Star formation in grand-design, spiral galaxies : young, massive clusters in the near-infrared

Abstract

Aims. Spiral structure is a prominent feature in many disk galaxies and is often outlined by bright, young objects. We study the distribution of young stellar clusters in grand-design spiral galaxies and thereby determine whether strong spiral perturbations can influence star formation. Methods. Deep, near-infrared JHK-maps were observed for ten nearby, grand-design, spiral galaxies using HAWK-I at the Very Large Telescope. Complete, magnitude-limited candidate lists of star-forming complexes were obtained by searching within the K-band maps. The properties of the complexes were derived from (H − K) – (J − H) diagrams including the identification of the youngest complexes (i.e. <~7Myr) and the estimation of their extinction. Results. Young stellar clusters with ages <~7Myr have significant internal extinction in the range of AV = 3–7m, while older ones typically have AV < 1m.
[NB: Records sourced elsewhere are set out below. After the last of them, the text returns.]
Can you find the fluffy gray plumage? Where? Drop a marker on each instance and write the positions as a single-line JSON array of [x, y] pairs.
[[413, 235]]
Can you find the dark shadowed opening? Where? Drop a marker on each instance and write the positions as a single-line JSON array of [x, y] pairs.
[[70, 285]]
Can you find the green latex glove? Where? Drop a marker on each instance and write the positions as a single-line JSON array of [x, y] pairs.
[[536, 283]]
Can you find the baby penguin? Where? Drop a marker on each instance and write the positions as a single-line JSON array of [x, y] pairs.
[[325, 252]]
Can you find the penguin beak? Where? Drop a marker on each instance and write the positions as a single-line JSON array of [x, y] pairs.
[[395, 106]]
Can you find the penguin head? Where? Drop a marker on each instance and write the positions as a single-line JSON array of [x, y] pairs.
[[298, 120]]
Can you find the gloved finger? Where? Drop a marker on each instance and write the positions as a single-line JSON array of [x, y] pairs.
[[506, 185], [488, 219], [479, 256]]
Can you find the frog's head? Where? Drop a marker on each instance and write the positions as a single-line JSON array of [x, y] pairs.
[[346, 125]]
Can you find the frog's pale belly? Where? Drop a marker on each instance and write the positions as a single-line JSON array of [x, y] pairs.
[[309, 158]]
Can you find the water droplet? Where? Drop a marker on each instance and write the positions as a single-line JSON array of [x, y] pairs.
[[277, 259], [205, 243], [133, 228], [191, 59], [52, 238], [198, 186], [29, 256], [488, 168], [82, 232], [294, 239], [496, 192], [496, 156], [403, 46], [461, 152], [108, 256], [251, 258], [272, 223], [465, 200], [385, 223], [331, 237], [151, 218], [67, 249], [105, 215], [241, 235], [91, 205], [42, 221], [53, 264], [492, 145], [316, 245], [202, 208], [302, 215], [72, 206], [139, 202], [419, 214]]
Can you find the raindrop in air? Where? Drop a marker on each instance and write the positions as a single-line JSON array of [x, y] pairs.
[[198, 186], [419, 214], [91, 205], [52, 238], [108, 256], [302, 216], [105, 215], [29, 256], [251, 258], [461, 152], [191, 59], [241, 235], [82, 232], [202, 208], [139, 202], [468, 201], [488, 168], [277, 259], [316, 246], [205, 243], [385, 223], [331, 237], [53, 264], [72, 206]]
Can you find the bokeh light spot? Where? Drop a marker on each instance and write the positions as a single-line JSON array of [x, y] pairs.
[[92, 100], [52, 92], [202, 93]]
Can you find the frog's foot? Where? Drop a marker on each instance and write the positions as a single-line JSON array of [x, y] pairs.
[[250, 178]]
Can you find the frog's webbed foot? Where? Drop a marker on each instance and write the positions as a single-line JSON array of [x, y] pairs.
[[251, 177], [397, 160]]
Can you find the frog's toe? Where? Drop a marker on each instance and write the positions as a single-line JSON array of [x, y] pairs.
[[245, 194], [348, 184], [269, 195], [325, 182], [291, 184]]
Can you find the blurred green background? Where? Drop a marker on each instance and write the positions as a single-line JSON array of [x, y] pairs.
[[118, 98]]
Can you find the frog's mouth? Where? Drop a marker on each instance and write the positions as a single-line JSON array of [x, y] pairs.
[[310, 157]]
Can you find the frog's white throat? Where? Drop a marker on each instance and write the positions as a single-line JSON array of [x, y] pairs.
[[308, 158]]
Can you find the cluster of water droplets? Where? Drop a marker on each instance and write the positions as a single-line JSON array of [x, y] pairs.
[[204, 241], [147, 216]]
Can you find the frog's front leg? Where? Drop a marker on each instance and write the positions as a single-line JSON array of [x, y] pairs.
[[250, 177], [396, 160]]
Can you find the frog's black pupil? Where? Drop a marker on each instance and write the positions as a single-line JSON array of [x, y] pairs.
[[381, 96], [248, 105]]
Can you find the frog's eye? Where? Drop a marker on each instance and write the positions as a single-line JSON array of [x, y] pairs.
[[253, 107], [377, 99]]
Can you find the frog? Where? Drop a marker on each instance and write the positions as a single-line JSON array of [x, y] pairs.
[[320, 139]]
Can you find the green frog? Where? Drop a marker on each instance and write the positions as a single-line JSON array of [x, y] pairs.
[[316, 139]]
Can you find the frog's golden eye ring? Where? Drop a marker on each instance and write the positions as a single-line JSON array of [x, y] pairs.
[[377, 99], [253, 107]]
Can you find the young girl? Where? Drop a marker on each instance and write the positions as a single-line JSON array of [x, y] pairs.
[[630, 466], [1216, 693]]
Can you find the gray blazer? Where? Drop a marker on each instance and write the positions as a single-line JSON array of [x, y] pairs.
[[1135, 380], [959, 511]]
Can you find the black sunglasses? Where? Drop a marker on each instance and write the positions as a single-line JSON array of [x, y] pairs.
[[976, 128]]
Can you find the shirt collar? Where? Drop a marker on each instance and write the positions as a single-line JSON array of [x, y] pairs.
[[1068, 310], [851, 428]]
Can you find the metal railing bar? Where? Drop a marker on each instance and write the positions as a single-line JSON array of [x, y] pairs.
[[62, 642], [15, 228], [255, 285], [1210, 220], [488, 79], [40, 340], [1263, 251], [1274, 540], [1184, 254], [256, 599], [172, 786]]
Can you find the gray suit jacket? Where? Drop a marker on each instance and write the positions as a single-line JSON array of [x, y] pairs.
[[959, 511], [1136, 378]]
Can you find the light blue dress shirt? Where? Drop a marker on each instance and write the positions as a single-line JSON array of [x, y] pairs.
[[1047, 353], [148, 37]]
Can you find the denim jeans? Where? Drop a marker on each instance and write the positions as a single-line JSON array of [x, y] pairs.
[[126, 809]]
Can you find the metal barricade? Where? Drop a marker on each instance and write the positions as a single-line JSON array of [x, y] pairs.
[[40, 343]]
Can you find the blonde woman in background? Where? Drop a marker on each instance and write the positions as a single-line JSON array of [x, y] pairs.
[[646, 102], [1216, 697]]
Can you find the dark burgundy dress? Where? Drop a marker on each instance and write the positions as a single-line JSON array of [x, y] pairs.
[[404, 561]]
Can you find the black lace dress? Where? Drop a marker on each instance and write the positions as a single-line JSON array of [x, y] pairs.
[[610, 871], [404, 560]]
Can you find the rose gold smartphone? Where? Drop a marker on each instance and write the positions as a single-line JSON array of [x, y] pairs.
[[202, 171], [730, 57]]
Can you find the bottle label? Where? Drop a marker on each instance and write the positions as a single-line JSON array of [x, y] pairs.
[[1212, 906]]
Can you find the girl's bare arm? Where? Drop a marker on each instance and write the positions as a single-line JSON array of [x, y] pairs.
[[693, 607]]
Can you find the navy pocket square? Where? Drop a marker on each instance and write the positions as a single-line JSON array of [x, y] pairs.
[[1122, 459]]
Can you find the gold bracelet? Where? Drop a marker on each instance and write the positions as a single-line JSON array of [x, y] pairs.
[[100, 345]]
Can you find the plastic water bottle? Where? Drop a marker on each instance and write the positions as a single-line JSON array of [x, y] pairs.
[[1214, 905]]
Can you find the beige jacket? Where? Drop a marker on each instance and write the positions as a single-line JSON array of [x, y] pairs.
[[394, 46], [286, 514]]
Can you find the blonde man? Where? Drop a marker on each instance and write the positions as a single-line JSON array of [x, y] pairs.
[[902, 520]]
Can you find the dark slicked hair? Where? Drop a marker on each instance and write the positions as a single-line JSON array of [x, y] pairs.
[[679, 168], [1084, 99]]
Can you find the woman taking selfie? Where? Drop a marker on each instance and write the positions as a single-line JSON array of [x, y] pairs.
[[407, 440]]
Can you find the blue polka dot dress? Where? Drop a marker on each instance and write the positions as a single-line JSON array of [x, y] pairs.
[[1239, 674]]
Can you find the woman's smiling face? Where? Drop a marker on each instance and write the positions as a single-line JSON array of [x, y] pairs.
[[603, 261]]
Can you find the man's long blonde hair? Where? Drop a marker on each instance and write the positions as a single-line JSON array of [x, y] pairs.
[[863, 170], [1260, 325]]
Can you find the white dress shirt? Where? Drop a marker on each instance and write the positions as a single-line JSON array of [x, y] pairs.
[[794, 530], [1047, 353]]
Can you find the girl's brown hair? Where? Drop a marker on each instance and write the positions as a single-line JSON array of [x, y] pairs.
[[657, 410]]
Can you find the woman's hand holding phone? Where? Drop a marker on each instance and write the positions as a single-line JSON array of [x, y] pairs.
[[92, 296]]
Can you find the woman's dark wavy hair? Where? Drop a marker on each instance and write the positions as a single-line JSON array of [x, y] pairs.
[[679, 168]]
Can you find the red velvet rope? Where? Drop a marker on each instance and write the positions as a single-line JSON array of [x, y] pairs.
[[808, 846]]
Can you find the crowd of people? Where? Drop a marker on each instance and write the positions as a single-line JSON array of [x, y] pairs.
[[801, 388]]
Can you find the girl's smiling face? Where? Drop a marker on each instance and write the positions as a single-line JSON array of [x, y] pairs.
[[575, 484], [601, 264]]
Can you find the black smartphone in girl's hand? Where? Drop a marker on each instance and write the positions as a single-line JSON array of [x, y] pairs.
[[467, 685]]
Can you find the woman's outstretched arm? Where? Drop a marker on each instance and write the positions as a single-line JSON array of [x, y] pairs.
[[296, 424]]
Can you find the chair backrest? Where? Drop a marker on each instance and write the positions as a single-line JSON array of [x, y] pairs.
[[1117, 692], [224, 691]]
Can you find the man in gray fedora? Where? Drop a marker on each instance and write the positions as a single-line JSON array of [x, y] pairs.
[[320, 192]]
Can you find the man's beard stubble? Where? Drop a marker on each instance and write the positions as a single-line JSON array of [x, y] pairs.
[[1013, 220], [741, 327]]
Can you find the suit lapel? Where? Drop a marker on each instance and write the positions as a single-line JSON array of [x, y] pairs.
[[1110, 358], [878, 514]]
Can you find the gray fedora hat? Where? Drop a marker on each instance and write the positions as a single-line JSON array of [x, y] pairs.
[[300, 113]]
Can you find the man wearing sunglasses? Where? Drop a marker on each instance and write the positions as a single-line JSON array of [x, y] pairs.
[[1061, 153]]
The cluster luminosity function (CLF) is well-fitted by a power law with an exponent of around –2 and displays no evidence of a high luminosity cut-off. The brightest cluster complexes in the disk reach luminosities of Mk = –15.m 5 or estimated masses of 10⁶ Mʘ. At radii with a strong, two-armed spiral pattern, the star formation rate in the arms is higher by a factor of 2–5 than in the inter-arm regions. The CLF in the arms is also shifted towards brighter Mk by at least 0.m 4. We also detect clusters with colors compatible with Large Magellanic Cloud intermediate age clusters and Milky Way globular clusters. The (J − K) – Mk diagram of several galaxies shows, for the brightest clusters, a clear separation between young clusters that are highly attenuated by dust and older ones with low extinction. Conclusions. The gap in the (J − K) – Mk diagrams implies that there has been a rapid expulsion of dust at an age around 7Myr, possibly triggered by supernovae. Strong spiral perturbations concentrate the formation of clusters in the arm regions and shifts their CLF towards brighter magnitudes.